Moderator/Chair:Diane J. Reilly, Hope School of Fine Art, Indiana University, Bloomington
Paper 1702-aConnecting Recipes from Medieval Manuscripts on Printed Textiles
(Language: English)
Tonia R. Brown, Independent Scholar, Fairborn, Ohio
Index terms: Art History - Decorative Arts, Art History - Painting, Manuscripts and Palaeography, Printing History
Paper 1702-bThe Thread Count of Myths: A Material Ecocritical Reading and Genre Exploration of 'The Lady and the Unicorn' Tapestries
(Language: English)
Sarah Burt, Department of English, Saint Louis University, Missouri
Index terms: Art History - General, Folk Studies, Heraldry
Paper 1702-cClothing Maintenance in Early Islam: Shifting Boundaries between Theology and Reality
(Language: English)
Hadas Hirsch, Faculty of Humanities & Social Science, Oranim Academic College of Education, Israel
Index terms: Daily Life, Gender Studies, Islamic and Arabic Studies, Social History
Abstract

Paper -a:
At least four medieval manuscripts include recipes for making colourants or pigments expressly for the purpose of printing on textiles, for garments and decorative furnishings. This paper catalogues, compares, and contrasts recipes and instructions from each of these manuscripts from Germany, Italy, Sweden, and Egypt from the 10th through the 15th centuries. This paper will also document the author's attempts at reproducing some of the recipes and techniques described in these and other relevant and complementary manuscripts, while comparing results to extant pieces.

Paper -b:
The Lady and the Unicorn is a six-paneled tapestry commissioned for the family Le Viste in approximately 1500 with famously elusive origins. This work aims to disentangle the many themes and mysteries of the tapestries' conception into literary criticism via an eco-material reading. Reading the piece with material cultures and animal agency in mind reveals that the use of visual storytelling and the medium of sheep's wool dismantles gender and human/animal hierarchies by entangling layers of religious verse, unicorn symbology, and the contemporaneous story-telling conventions of the chivalric romance genre. Reading with these threads in mind allows us to explore the romantic story-telling conventions of The Lady and the Unicorn, and how the tapestries' medium, materials, and culture are entangled in their unique narrative.

Paper -c:
The symbolic, religious, economic, and practical value of clothing is reflected in the medieval legal discussions on the ways clothing is polluted, thus, improper for religious rituals and in particular for prayer, and the ways clothing can be purified.

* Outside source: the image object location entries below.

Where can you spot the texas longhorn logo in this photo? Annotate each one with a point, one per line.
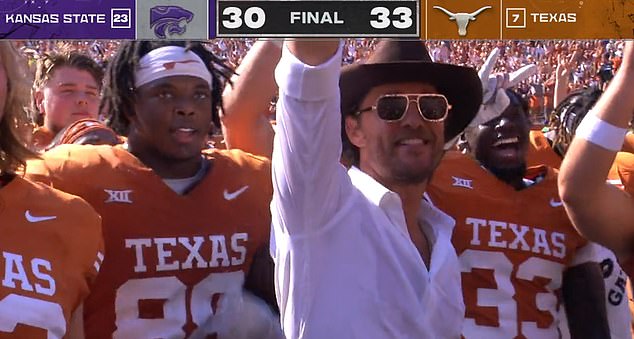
(462, 19)
(168, 20)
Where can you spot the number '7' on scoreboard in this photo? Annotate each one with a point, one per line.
(356, 18)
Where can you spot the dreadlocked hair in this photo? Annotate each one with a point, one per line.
(117, 101)
(568, 115)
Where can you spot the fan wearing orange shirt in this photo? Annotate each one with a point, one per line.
(51, 246)
(182, 225)
(516, 246)
(66, 89)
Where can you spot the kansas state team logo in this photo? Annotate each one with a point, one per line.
(170, 20)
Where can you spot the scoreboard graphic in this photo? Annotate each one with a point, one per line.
(425, 19)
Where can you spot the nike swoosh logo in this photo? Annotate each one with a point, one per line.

The goal of this paper is to reveal, describe and analyze the daily, frequent, public, and domestic situations that pollute clothing, and the creative ways of maintaining its use and purifying it for prayer by simple, domestic, and inexpensive acts of cleanliness. Islam has developed a complicated living system of jurisprudence that discusses all aspects of the believers' life ranging from cult and religious duties to clothing. The primary source for this study is medieval Muslim jurisprudence that was composed in the Muslim east (al-Mashriq) by jurists from different schools of law. These sources reflect a built-in tension between theology and reality; On one hand, hypothetical and abstract discussions and on the other hand, reality that reflects the community's needs, aspirations, changes, and developments.
A ritual purity code that legitimized the cleansing of clothing instead of necessitating a change of clothing or discarding it before prayer reflects the jurists' practical point of view that joins pragmatism and theology. The simple solutions that enable the believer to use his daily clothing for prayer lower the barriers between purity and pollution and create a path in which the believers can move easily from pollution to purification. In between the lines, we learn about the need to improve personal hygiene, and a proper way to impose it is by using a religious sanction that forbids prayer while wearing a dirty piece of clothing. Improvement of personal hygiene and aesthetics affects sanitation, health conditions and diseases, and in this case jurisprudence has an educational role of endowing values of cleanliness and personal care.